I was excited about it. I wrote about these platforms all the time on our blog. Fundrise, Arrived, Streetwise, Groundfloor, Concreit… I wanted first-hand experience so I could share what really worked.
Seven years later, I have largely distanced myself from crowdfunding platforms. Not because the concept is bad, but because the results are disappointing. Let me tell you what happened.
The appeal of these platforms is obvious. Low minimums (sometimes as low as $10 or $100), no accreditation requirements, easy sign-up, and real estate exposure without becoming a landlord. For people who want to delve into real estate investing, crowdfunding seems to be the perfect stepping stone.
And for a while things went pretty well. The returns were reasonable. The platforms grew. I have recommended some of them to the readers.
Then 2022 happened. Interest rates rose, the real estate market changed, and many of these platforms started to show cracks.
1. Fundraising: 3.4% annualized return
Fundrise was probably the most popular real estate crowdfunding platform for years. Smooth marketing, simple interface, low minimums. I have invested in several of their funds starting around 2018.

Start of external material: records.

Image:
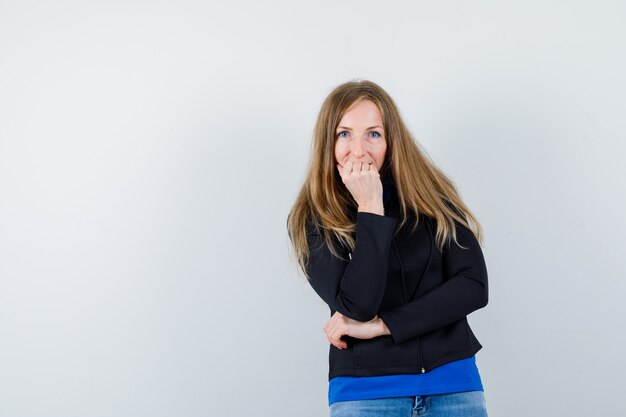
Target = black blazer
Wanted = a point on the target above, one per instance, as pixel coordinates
(421, 294)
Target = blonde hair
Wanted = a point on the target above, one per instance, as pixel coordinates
(325, 202)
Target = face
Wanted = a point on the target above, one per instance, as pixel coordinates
(360, 135)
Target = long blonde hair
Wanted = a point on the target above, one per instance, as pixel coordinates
(324, 200)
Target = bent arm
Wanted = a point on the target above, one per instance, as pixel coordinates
(353, 287)
(464, 291)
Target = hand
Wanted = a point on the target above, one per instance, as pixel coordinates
(363, 182)
(340, 325)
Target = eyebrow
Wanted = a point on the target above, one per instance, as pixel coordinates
(347, 128)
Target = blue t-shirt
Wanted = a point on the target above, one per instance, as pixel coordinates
(457, 376)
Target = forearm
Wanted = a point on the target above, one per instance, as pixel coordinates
(354, 287)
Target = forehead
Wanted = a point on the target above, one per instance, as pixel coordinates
(362, 112)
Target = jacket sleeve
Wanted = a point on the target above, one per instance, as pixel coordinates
(353, 287)
(464, 290)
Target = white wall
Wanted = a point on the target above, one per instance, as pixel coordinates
(150, 153)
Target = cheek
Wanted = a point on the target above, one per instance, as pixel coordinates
(340, 151)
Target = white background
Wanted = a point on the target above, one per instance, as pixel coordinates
(150, 153)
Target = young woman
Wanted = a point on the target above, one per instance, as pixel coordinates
(387, 242)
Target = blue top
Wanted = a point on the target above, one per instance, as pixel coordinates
(457, 376)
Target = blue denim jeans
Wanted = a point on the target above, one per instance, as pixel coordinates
(458, 404)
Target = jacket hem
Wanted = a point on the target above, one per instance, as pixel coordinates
(401, 369)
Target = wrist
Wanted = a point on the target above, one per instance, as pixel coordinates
(372, 208)
(384, 330)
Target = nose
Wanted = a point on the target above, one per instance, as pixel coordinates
(357, 147)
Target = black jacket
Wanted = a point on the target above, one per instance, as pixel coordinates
(420, 293)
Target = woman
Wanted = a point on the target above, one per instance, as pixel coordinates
(387, 242)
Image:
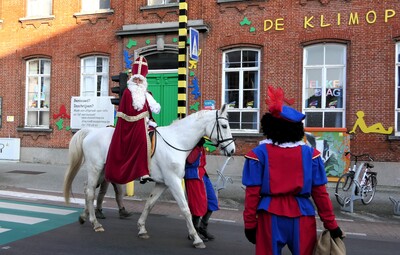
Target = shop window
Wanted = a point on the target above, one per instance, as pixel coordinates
(240, 88)
(92, 6)
(397, 80)
(161, 2)
(94, 76)
(324, 85)
(38, 93)
(39, 8)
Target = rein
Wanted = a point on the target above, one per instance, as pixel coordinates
(220, 139)
(170, 145)
(219, 136)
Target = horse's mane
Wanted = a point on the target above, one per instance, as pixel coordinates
(195, 115)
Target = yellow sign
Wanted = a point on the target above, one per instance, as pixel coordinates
(375, 128)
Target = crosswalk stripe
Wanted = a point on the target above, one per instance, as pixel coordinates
(2, 230)
(39, 196)
(35, 208)
(20, 219)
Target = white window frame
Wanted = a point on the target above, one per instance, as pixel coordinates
(94, 83)
(241, 109)
(37, 95)
(93, 6)
(397, 88)
(324, 67)
(39, 8)
(161, 2)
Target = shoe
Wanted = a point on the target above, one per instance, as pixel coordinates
(99, 214)
(123, 213)
(145, 178)
(204, 239)
(206, 234)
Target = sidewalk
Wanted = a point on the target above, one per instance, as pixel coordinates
(48, 179)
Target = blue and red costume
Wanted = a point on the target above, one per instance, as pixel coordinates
(200, 192)
(280, 180)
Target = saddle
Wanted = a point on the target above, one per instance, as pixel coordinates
(152, 138)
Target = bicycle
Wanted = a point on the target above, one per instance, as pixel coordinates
(350, 186)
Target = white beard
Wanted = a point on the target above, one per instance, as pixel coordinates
(138, 93)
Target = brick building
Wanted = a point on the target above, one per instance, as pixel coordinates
(336, 58)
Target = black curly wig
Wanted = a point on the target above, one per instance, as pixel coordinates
(280, 130)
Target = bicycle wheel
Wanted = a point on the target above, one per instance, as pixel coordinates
(368, 190)
(343, 188)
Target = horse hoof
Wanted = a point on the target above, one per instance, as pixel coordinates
(99, 229)
(81, 220)
(200, 245)
(143, 236)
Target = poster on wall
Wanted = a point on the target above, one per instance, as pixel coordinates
(92, 112)
(1, 111)
(332, 143)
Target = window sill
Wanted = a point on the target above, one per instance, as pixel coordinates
(160, 6)
(34, 129)
(393, 137)
(37, 21)
(93, 17)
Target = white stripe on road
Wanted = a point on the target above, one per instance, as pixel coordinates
(2, 230)
(35, 208)
(20, 219)
(348, 233)
(38, 196)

My annualized return was 3.4%.
That’s not a typo. During approximately seven years of investing with Fundrise, my net annualized return was 3.4%. That’s hardly better than a savings account. It is significantly underperforming the stock market. And it dramatically underperforms the passive real estate investments I’ve made through other channels.

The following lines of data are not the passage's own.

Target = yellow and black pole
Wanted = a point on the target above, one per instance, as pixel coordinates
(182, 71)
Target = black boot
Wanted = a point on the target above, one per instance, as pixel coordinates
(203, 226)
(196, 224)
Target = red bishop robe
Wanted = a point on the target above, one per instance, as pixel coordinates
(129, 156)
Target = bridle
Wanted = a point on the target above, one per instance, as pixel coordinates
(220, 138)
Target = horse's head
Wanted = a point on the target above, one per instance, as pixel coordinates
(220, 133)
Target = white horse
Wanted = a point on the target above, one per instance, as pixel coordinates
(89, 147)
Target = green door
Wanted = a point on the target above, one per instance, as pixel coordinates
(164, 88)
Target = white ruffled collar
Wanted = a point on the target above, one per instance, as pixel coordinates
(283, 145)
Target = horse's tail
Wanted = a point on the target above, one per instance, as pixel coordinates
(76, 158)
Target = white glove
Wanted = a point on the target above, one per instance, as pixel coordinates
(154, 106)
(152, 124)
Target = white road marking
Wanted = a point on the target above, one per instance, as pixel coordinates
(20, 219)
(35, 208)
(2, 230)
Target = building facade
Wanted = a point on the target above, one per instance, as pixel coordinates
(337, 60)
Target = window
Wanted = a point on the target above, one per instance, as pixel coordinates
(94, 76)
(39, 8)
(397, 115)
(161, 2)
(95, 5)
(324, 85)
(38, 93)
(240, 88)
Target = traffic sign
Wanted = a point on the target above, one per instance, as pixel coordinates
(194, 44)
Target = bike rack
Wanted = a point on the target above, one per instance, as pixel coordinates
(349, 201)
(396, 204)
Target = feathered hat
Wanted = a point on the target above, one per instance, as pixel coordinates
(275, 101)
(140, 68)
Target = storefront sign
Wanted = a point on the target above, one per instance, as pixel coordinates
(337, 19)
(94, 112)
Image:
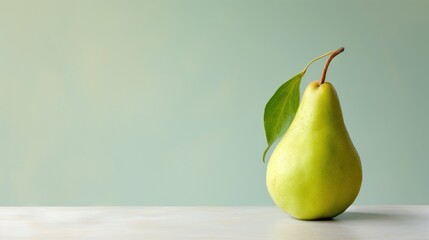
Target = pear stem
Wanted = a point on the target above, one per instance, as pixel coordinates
(325, 68)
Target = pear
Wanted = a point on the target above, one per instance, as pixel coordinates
(315, 171)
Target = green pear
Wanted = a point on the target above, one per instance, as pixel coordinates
(315, 171)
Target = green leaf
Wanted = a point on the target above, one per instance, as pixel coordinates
(282, 106)
(281, 109)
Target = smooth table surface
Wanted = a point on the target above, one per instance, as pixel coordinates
(358, 222)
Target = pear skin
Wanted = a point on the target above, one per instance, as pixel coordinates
(315, 171)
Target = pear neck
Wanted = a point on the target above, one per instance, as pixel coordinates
(325, 68)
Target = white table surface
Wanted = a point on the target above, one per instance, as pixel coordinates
(152, 223)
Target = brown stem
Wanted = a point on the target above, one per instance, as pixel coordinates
(325, 68)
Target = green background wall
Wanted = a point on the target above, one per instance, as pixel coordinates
(161, 102)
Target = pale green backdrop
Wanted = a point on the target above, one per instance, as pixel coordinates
(161, 102)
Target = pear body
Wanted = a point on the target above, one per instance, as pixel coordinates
(315, 171)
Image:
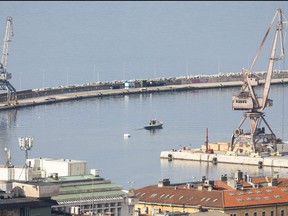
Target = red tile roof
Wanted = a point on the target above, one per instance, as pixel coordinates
(221, 196)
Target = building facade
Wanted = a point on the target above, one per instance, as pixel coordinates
(238, 196)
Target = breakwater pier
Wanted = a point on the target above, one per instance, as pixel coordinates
(33, 97)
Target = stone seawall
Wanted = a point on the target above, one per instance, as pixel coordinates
(182, 80)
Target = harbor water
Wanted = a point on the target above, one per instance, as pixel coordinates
(93, 130)
(66, 43)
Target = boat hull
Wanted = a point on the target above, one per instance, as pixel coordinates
(151, 127)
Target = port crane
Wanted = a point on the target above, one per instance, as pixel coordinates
(4, 75)
(258, 139)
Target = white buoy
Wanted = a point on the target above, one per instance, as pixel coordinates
(127, 135)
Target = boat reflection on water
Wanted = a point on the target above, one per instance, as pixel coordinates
(184, 171)
(153, 124)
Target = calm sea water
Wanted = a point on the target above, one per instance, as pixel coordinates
(60, 43)
(93, 130)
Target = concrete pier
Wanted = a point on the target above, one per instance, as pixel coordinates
(221, 157)
(36, 97)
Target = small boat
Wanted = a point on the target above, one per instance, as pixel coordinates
(153, 124)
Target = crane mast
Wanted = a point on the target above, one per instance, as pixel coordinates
(4, 75)
(256, 140)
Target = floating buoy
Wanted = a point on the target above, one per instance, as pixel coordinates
(127, 135)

Fundrise was heavily invested in assets that came under pressure as interest rates rose. They ended up with distressed properties that they had to sell at a loss. Through the Co-Investing Club, we actually invested in deals where the operator bought distressed assets from Fundrise because they needed to offload them.

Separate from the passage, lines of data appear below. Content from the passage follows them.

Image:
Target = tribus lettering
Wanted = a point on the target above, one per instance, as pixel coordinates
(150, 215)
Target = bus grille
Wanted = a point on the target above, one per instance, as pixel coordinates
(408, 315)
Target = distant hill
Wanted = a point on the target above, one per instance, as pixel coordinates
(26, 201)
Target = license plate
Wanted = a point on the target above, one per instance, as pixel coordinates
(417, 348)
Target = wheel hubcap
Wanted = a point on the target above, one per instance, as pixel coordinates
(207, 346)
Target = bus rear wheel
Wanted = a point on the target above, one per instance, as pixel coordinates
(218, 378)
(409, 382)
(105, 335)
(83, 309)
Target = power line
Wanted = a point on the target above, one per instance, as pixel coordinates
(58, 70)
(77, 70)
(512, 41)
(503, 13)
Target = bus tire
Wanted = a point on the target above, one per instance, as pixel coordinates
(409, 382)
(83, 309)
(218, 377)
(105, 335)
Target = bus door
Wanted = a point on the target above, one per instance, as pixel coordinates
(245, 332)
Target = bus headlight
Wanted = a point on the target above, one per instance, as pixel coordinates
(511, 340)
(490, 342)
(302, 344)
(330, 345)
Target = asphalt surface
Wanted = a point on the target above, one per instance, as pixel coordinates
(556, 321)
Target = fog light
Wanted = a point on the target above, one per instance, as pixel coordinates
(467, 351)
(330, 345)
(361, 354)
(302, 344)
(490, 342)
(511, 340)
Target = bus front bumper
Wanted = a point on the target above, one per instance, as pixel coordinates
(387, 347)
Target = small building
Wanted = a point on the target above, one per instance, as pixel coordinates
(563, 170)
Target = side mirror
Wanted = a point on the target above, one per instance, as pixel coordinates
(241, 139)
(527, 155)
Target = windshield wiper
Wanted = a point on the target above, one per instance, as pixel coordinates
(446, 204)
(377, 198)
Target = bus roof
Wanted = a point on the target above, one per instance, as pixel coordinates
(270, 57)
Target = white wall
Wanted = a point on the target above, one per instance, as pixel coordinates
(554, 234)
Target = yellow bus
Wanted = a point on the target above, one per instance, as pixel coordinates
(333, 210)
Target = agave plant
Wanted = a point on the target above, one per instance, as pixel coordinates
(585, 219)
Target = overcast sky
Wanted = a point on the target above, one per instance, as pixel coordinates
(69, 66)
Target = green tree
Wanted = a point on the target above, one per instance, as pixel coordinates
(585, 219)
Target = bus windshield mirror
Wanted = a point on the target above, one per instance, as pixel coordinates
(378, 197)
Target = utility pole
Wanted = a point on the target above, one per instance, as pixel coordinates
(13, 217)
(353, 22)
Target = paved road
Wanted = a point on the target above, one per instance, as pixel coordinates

If the platform that’s supposed to manage your money sells assets to operators I invest with separately… that’s not a good sign.
2. Home arrivals: 3.8% across 17 properties
Arrivald lets you buy fractional shares of single-family homes for as little as $100. The idea is that you get exposure to rental income and appreciation without buying an entire home.
I have invested in 17 properties on their platform. That’s not a small sample size. My annual return on all these projects? 3.8%. And 99.5% of that came from rental cash flow, not appreciation.
The core problem with Arrivald is their business model. They buy new or almost new homes that photograph well for their website. Polished marketing, beautiful listings. But that’s not how you earn money with rental property.
I have been a landlord myself. The way you actually generate strong returns is by buying distressed off-market properties, fixing them up and renting them out at full market value. You create equity through the renovation, not by paying retail for a nice house.
Arrived is optimized for marketing, not returns. The properties look great on the website, but they are not being purchased at prices that allow for meaningful investor returns.
3. Streetwise: down 31%
This one hurts. Streetwise concentrated on office buildings and my portfolio fell by 31%. Do not underperform. Actually, I lost almost a third of my investment.
Office real estate has been brutal since the pandemic. Remote working has eroded demand in many markets. Streetwise was caught with assets that were declining in value.
Fundrise and Arrivald at least delivered positive (albeit disappointing) returns. Streetwise immediately lost me money.
Not every crowdfunding platform has disappointed. A few have achieved reasonable results.
1. Ground floor was my favorite of the bunch. They provide short-term hard money loans to house flippers and BRRRR investors, secured by the properties. You can invest from €10. My return averages between 8 and 10%, which is comparable to the long-term return on the stock market.
The downside is that some of these loans take much longer than expected. They should be loans with a term of six months. Some in my portfolio have been open for years because the borrower did not complete the project on time. Groundfloor will eventually foreclose, but your money could be locked up indefinitely. That’s frustrating.
2. Concrete has also remained stable. They pay a return that fluctuates between 5.5% and 7% (currently around 6.65%). It is a large diversified pool of notes and some stock investments. The nice thing about Concreit is its liquidity. After a two-month lock-up, you can withdraw your money and usually get it back within a week. They charge early withdrawal fees (2% in the first year, 1% in the second year, nothing after that), but that flexibility is worth something.
Neither will make you rich. But they’ve been consistent, which is more than I can say for Fundrise, Arrivald, or Streetwise.